Tense Northern Ireland braces for aftermath of Sands hunger strike
| Belfast
Supermarket shelves were emptied of bread and baby food in a wave of panic buying. Pubs, shops, and homes fell silent to hear radio news bulletins on the hour.
City buses were hastily evacuated from three main Belfast depots to try to prevent them from being burned or overturned.
This was the public mood of alarm here as the Pope's personal secretary, Msgr. John Magee, failed to convince Bobby Sands, a convicted leader of the Provincial wing of the illegal Irish Republican Army, to call off his two-month-old hunger strike. British officials repeated their refusal to grant IRA prisoners political status.
Protestant leader, the Rev. Ian Paisley, warned of an impending "war" when Mr. Sands dies. Catholics and Protestants alike feared frightening new IRA violence to mark his death.
Yet, behind the ancient stone battlements of Stormont Castle, seat of the British government in Northern Ireland, the mood was one of calm confidence that the expected violence could be contained.
The chief constable and the officer commanding the 11,000 British troops here , were portrayed to this correspondent as convinced they had enough men and equipment to keep violence from spreading beyond defined and patrolled areas.
Lines of demarcation between Protestant and Roman Catholic areas in West Belfast have been fortified with gray sheets of corrugated iron, rows of barbed wire, concrete blocks, and iron fences.
They are ugly to look at, but they help the Army and police keep rival factions apart.
Army posts are set up behind iron barricades. Observation and sniper posts in dark gray concrete pillboxes loom above. Green and brown Army Saracen armored cars patrol constantly, troops inside holding automatic rifles.
To one seeing it all for the first time, as well as to most local people, it is a grim and tragic scene.
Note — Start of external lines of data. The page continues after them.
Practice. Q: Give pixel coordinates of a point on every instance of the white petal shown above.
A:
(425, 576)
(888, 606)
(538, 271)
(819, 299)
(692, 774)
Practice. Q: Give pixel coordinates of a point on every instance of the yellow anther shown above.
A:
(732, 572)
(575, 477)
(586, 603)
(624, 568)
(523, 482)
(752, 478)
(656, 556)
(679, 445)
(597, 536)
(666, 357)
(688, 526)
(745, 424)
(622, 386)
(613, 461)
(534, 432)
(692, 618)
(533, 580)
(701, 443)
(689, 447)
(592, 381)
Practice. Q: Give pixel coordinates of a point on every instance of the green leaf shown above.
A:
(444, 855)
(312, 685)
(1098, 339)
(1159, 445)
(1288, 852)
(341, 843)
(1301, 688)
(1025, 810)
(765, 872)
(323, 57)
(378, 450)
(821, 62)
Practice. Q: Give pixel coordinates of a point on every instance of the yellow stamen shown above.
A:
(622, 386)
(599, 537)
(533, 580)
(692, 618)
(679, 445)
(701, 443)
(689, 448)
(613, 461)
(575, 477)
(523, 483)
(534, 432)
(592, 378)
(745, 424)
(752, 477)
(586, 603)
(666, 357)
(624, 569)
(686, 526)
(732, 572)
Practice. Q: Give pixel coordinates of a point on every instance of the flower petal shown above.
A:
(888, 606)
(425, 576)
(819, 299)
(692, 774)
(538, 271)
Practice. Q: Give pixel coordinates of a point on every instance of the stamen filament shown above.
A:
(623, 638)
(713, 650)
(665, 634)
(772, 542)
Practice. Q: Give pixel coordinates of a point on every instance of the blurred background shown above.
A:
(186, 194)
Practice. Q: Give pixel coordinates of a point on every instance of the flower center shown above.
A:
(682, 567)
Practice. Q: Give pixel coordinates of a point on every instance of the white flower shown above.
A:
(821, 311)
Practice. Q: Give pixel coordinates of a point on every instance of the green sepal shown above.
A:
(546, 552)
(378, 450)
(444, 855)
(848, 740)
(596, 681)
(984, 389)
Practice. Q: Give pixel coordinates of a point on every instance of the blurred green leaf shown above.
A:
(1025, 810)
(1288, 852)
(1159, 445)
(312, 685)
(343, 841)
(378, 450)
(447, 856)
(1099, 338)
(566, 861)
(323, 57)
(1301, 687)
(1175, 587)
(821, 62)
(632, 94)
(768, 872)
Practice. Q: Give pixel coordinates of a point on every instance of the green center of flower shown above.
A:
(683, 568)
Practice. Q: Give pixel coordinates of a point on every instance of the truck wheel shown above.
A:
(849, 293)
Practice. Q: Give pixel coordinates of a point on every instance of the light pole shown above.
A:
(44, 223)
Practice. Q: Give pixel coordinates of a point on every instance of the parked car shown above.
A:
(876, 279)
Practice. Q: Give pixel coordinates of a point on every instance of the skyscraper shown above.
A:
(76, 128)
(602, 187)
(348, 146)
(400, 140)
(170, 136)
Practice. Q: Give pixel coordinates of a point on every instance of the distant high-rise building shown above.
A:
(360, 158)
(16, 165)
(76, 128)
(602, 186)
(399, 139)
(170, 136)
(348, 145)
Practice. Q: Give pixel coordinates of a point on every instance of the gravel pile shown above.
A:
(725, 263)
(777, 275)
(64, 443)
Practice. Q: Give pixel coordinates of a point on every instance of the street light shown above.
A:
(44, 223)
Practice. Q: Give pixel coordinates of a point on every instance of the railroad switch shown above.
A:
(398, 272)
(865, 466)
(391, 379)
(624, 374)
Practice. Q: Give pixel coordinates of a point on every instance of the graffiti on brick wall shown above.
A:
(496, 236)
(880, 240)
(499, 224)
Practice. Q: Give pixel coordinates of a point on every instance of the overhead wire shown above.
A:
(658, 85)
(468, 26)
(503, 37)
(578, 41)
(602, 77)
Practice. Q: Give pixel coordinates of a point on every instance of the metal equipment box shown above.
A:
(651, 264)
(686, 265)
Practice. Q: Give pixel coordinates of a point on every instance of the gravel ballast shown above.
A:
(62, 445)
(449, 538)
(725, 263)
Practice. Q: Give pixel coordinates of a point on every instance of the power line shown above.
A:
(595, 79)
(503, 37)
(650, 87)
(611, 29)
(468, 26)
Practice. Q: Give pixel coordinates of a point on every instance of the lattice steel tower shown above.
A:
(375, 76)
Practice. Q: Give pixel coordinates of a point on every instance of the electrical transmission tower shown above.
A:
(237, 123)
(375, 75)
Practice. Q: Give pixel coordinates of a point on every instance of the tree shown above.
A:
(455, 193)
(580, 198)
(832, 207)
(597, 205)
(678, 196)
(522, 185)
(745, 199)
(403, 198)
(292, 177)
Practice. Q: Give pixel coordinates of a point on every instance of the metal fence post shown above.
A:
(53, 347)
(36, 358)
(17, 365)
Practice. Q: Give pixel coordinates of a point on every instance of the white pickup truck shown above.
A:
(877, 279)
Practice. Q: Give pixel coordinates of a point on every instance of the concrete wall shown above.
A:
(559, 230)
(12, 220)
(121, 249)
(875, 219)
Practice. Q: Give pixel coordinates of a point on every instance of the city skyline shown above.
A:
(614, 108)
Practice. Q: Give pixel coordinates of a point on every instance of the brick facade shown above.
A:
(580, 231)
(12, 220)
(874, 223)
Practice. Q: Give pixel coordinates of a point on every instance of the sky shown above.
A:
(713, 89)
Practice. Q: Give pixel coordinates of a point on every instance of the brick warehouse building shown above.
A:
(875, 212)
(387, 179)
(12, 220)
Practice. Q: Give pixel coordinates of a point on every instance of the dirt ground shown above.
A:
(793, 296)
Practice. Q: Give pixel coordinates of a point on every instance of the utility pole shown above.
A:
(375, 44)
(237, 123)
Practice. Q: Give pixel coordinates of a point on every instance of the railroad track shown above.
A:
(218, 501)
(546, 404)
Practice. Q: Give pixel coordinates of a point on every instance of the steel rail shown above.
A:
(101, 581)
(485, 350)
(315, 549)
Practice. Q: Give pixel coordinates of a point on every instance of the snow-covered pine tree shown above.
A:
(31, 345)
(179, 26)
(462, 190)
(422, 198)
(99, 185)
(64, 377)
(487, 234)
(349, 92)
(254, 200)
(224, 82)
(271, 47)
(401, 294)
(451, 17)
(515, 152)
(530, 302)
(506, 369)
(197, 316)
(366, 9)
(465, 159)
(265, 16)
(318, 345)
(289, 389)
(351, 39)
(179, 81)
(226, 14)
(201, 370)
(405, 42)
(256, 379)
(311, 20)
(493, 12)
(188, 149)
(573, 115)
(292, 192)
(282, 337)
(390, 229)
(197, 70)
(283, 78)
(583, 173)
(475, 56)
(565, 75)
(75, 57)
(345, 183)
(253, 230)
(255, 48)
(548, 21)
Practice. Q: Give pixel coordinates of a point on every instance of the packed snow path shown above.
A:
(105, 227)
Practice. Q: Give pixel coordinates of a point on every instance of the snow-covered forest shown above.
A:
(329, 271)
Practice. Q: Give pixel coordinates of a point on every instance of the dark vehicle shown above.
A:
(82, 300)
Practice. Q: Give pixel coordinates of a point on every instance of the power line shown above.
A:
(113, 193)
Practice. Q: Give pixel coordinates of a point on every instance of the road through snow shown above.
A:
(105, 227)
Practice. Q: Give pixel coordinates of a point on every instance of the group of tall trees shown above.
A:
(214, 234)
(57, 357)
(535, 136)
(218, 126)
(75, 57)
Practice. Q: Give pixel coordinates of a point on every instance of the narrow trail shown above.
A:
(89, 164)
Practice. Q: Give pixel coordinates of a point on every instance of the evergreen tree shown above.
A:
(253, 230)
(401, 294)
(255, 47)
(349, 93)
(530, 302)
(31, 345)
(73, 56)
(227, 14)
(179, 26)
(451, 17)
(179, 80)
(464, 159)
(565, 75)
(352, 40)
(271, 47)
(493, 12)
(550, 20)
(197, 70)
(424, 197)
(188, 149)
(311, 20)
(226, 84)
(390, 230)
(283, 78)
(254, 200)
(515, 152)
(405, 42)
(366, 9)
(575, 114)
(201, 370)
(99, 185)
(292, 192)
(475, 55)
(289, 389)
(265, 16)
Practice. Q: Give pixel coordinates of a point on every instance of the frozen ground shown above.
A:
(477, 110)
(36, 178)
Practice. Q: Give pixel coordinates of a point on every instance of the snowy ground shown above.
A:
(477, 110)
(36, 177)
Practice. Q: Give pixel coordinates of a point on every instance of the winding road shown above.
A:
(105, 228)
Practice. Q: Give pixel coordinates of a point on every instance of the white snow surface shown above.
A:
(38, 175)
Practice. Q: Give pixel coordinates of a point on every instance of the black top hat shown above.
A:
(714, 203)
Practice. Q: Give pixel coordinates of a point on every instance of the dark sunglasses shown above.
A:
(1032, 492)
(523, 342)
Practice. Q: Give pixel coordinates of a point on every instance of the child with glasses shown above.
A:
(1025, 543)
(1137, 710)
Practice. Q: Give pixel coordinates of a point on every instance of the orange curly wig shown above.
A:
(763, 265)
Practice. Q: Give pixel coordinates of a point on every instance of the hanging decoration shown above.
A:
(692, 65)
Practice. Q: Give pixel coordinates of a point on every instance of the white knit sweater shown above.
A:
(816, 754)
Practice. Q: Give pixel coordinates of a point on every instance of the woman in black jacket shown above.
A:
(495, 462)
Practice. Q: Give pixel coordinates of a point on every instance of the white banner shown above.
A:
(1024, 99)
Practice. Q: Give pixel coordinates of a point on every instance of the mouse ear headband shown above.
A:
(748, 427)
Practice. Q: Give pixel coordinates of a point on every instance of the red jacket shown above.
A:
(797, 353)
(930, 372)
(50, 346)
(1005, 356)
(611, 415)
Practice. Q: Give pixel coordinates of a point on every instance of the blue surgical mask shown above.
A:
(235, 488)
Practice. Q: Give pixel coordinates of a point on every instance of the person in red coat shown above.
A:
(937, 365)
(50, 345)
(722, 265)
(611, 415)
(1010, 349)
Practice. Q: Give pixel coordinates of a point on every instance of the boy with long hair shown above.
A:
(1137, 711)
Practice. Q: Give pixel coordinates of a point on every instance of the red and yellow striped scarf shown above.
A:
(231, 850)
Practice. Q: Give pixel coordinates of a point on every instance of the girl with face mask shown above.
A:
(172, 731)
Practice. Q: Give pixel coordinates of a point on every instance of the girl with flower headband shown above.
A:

Many Protestants fear it is not enough. Mr. Paisley calls for reinforcements. Catholics I spoke to in the Falls, Springmartin, and Andersontown areas doubted the Army could prevent new death and destruction.
Inside Stormont Castle, a well-placed British official emphasized the reasons why London won't compromise with IRA demands.
"The Provisional IRA," he said, "wants the British government out of Northern Ireland altogether. It wants to push us out by trying to prove that the province is ungovernable. Its aim then is to turn the same violence against Dublin and eventually to establish a workers' socialist republic in all of Ireland.
"This is not realistic," he said. "But the Provisionals are not realistic people."
It is estimated here that the Provisionals have no more than 250 men ready to take to the streets with guns and bombs. But that is more than enough to keep terrorism going. With about 300 television, press, and radio reporters from around the world gathered in Belfast, the government felt the IRA would do all it could to stir up new violence after Mr. Sands' funeral. At this writing, Sands was said to be lucid but extremely weak after 60 days without eating.
The IRA is using his hunger strike to dramatize its conviction that the crimes it commits are justified by a political cause -- a united Ireland.
British officials reply that the concept of "political prisoner" does not exist under British law. Mr. sands and 40 other IRA prisoners in the Maze prison outside Belfast are criminals under the law.
If they conform to prison rules, officials say, they have the right to wear the new civilian-style slacks, shirts, and sweaters that now constitute Maze prison clothing. They would also be able to wear their own clothes after prison working hours.
But the Thatcher government is adamant that it will not be blackmailed into granting what the IRA wants -- the right to wear their own clothing in the Maze at all times, the right not to work, the right to associate freely with each other at all times within the prison, and the automatic right, extended to other prisoners in Northern Ireland, to have their sentences reduced by half for "good behavior."
"It is out of the question," say British officials, "for any prisoner to tell prison authorities how their prison will be run. If Mr. Sands wants to die, that is his affair." The IRA hoped the British would not take ths attitude after Mr. Sands' recent election to the British Parliament, but their hope now appea rs to have been in vain.